A neurofibromatose tipo 1 é uma perturbação neurocutânea de origem genética, clinicamente heterogénea. Caracteriza-se pelo aparecimento de múltiplas manchas café-com-leite, nódulos de Lisch na íris, efélides axilares ou inguinais e múltiplos neurofibromas cutâneos e subcutâneos. Destaca-se também a predisposição para diferentes tumores, com posição eminente dos gliomas da via ótica.
A neurofibromatose tipo 2 caracteriza-se pela predisposição para o desenvolvimento de schwannomas, que tipicamente afetam ambos os nervos vestibulares e provocam perda auditiva e surdez. Do mesmo modo, os pacientes apresentam predisposição para o desenvolvimento de meningiomas tanto intracranianos (incluindo meningiomas do nervo ótico) como intraespinhais. Associado ao desenvolvimento de tumores, destaca-se ainda que aproximadamente 70% dos pacientes com NF2 apresentam tumores na pele (lesões intracutâneas sob a forma de placa ou tumores nodulares subcutâneos mais profundos).

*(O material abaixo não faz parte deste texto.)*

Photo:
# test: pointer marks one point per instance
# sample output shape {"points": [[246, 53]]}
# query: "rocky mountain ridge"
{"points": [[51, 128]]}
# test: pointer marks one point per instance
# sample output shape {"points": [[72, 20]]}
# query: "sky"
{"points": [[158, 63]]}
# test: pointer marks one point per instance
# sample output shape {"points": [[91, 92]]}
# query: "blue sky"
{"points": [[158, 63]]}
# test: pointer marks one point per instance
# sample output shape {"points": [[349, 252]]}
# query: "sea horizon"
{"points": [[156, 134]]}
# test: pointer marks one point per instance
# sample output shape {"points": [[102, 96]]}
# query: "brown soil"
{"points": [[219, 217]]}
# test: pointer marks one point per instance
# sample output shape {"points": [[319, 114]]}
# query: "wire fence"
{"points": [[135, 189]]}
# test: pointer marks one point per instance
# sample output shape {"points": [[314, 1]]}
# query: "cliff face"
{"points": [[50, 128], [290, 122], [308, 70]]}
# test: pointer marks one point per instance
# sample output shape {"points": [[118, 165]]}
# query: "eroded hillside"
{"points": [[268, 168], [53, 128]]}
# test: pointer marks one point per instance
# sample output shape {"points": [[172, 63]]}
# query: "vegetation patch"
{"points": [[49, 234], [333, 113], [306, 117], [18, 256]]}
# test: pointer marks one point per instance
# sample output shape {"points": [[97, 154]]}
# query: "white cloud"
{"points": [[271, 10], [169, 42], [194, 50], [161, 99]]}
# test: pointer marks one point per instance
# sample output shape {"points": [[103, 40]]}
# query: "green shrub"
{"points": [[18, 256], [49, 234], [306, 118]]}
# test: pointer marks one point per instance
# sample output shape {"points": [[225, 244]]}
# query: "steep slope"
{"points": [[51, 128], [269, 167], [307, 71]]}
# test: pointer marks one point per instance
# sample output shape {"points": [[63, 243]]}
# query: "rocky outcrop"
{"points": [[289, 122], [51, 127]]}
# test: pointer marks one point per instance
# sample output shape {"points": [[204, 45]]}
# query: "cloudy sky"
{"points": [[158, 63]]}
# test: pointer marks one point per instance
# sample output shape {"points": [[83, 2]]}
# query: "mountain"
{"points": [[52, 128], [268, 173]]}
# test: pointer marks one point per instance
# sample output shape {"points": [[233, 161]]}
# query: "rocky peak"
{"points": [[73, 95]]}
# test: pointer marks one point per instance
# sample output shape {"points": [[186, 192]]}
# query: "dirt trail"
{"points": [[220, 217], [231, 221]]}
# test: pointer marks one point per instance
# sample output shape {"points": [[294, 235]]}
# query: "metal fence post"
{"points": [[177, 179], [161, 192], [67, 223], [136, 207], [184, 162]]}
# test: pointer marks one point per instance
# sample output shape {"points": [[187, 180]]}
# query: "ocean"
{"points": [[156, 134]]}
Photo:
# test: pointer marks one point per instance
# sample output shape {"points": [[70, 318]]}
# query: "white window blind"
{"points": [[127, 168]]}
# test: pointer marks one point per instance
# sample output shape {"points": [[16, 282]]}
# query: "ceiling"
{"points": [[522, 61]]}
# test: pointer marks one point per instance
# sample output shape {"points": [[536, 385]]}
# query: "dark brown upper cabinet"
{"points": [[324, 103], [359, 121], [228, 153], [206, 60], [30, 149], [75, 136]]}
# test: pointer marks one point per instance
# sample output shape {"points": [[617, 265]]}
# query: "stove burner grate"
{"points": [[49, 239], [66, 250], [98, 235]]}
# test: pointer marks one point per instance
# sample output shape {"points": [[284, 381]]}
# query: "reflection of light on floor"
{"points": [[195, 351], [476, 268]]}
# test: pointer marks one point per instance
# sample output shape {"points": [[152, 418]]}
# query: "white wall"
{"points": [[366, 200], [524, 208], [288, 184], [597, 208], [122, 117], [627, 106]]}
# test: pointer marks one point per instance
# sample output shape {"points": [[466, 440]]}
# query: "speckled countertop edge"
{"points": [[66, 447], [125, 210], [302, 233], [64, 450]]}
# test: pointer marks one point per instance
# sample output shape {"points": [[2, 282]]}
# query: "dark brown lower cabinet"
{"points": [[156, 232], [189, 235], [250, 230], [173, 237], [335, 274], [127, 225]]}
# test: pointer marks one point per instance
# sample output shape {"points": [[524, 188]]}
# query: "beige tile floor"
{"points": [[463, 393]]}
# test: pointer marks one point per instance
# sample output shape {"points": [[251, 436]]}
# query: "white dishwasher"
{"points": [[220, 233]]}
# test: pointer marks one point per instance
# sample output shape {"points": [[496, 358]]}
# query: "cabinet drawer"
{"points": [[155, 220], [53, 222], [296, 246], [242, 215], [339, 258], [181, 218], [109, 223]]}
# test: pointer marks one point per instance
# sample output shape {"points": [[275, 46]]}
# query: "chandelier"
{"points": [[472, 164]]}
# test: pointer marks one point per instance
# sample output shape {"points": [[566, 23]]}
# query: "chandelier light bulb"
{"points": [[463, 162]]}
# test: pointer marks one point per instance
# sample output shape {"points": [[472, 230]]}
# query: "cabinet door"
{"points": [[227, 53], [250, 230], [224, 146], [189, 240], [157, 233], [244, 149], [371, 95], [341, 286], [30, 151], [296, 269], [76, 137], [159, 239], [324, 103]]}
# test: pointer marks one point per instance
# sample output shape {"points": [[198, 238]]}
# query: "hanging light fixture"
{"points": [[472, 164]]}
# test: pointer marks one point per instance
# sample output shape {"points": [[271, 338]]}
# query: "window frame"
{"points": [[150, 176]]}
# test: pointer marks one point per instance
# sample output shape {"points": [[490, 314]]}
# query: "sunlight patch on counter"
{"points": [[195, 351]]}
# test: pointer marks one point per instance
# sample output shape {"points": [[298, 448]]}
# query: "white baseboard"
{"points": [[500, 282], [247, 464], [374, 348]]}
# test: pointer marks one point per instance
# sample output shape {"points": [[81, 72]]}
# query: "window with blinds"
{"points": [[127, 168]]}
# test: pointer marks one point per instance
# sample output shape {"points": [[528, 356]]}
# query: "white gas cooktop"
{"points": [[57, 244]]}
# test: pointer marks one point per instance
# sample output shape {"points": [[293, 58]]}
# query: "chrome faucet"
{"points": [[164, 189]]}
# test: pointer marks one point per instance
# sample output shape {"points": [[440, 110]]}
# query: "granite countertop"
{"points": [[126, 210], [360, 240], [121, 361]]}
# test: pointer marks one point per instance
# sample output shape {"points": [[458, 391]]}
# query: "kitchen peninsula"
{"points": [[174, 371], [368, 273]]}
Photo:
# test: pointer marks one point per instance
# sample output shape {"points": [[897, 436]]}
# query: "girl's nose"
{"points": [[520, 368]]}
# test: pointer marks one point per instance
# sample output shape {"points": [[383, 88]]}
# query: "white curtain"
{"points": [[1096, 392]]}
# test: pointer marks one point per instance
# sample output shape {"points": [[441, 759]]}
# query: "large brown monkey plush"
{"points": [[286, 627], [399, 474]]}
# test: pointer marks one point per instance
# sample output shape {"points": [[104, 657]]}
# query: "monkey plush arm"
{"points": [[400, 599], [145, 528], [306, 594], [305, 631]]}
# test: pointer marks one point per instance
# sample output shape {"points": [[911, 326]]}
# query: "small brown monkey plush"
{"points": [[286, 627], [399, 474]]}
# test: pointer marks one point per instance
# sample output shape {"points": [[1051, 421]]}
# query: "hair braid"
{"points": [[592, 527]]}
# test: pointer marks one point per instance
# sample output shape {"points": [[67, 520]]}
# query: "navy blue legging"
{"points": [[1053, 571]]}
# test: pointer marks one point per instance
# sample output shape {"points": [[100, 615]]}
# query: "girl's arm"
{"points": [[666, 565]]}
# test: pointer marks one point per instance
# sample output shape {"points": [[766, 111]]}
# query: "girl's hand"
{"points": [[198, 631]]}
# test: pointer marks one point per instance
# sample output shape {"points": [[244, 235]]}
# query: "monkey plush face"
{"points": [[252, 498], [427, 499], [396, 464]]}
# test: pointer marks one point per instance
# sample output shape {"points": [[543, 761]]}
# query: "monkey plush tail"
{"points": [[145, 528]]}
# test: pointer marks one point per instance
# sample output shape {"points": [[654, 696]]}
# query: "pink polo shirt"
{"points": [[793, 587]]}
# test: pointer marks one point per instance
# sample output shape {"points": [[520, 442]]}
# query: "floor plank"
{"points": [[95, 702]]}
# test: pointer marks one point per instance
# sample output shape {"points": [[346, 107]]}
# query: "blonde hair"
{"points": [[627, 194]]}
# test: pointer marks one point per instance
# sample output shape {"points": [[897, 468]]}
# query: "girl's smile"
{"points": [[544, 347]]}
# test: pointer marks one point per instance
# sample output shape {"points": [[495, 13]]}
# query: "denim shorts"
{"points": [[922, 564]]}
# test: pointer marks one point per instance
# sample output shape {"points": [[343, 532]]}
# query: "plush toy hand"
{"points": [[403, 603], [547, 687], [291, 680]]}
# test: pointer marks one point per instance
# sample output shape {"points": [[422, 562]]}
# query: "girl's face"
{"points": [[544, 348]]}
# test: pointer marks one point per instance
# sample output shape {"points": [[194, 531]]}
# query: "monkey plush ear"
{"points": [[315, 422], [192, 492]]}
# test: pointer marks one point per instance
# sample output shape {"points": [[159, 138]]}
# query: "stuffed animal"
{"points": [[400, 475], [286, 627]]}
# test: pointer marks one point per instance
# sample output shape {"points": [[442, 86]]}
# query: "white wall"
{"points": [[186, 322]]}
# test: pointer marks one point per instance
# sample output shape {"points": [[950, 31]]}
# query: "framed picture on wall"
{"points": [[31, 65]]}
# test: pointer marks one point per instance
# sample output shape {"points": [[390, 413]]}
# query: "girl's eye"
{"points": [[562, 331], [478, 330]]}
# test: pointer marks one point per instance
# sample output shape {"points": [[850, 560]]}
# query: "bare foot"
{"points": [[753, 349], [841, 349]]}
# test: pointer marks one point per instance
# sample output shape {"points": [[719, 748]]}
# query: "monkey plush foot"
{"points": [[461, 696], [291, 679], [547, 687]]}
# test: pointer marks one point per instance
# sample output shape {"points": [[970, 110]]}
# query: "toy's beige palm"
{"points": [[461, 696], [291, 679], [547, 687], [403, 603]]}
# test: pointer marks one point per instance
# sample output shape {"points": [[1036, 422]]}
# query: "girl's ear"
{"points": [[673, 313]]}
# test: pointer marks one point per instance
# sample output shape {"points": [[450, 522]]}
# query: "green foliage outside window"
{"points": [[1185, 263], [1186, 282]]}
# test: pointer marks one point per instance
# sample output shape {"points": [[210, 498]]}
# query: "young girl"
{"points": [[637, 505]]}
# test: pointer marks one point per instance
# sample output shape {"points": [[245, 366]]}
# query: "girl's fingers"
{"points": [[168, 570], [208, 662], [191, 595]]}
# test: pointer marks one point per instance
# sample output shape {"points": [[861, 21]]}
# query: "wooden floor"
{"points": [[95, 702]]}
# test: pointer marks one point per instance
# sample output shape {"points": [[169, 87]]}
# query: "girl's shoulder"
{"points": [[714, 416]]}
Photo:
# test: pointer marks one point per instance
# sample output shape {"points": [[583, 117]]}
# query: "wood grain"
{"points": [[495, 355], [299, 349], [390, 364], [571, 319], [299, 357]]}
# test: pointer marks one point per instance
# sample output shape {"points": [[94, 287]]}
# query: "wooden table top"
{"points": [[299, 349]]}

A síndrome de Legius assemelha-se, na sua apresentação, à neurofibromatose tipo 1. Os pacientes apresentam múltiplas manchas cor de café-com-leite, frequentemente associadas a efélides intertriginosas, mas não apresentam nódulos de Lisch, gliomas da via ótica, anomalias ósseas, neurofibromas ou outras manifestações tumorais.